The verdict in the case of  The Prosecutor v. Thomas Lubanga Dyilo  in March of this year has shown the ability of the Court to fulfil its core judicial functions. The upcoming reparations phase of this trial will put into practice an important innovation of the Rome Statute. Through its investigations and prosecutions of fifteen cases in seven situations, the Court has begun to fulfil the promise of the Rome Statute to put an end to impunity for the perpetrators of the most serious crimes of concern to the international community and thus to contribute to the prevention of such crimes.

This success has been recognized. The ranks of States Parties to the Rome Statute continue to swell from 66 on the date of the Rome Statute’s entry into force to 121 today. The Security Council has twice referred situations to the Court, on the last occasion, in the case of Libya, by consensus. This consensus illustrates the recognition, even among States not party to the Statute, that there are no viable alternatives to the Court.

Many people have worked to make the Court what it is today, and it would be impossible to list them all here. My gratitude, therefore, goes out to all who have dedicated their time and efforts towards advancing the work of the Court.
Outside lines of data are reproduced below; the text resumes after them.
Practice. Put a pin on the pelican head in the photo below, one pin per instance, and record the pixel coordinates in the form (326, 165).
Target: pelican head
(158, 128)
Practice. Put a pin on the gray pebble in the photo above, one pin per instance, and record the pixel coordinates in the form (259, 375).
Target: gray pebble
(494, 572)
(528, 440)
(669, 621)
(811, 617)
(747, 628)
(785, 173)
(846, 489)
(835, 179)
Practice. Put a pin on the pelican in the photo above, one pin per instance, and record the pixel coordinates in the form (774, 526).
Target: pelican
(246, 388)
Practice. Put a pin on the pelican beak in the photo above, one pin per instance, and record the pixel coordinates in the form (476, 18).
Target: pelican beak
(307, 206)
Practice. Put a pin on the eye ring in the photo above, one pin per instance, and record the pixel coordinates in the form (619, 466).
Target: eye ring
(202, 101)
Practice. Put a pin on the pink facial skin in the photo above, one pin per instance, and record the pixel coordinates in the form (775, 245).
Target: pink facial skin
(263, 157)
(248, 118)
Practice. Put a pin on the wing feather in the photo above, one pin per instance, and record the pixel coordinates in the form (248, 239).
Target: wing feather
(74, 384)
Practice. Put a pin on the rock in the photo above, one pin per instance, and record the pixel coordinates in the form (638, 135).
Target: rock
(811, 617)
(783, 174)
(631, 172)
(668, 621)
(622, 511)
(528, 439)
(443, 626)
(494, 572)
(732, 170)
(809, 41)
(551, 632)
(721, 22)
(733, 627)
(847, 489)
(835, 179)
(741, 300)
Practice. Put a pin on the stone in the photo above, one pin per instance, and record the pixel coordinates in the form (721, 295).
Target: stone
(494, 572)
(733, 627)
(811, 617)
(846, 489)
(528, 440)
I would especially like to thank the staff of the Court for their untiring work in carrying out the Court’s operations throughout the past decade, even in the most complicated situations. The Court today would not be what it is without their work. I welcome today’s release of the four staff members who have been detained in Libya since 7 June.

As we look back on the first ten years of the Court’s existence, States Parties are justifiably proud of the institution they have created. We also look to the future, however, and see that there is much work to be done. We must work together with the Court to ensure a more efficient conduct of judicial proceedings; we must do more to improve relations between the Court and its States Parties, especially in Africa; we must help one another to strengthen domestic jurisdictions to enable them to investigate and prosecute Rome Statute crimes at the national level; we must follow-up on our own decisions of the Review Conference of the International Criminal Court by ratifying the amendments to the Rome Statute , and we must continue to provide the Court with the resources necessary to carry out its mandate. We have come far, but as we strive to end impunity for the most serious crimes of concern to the international community, we still have a long road ahead.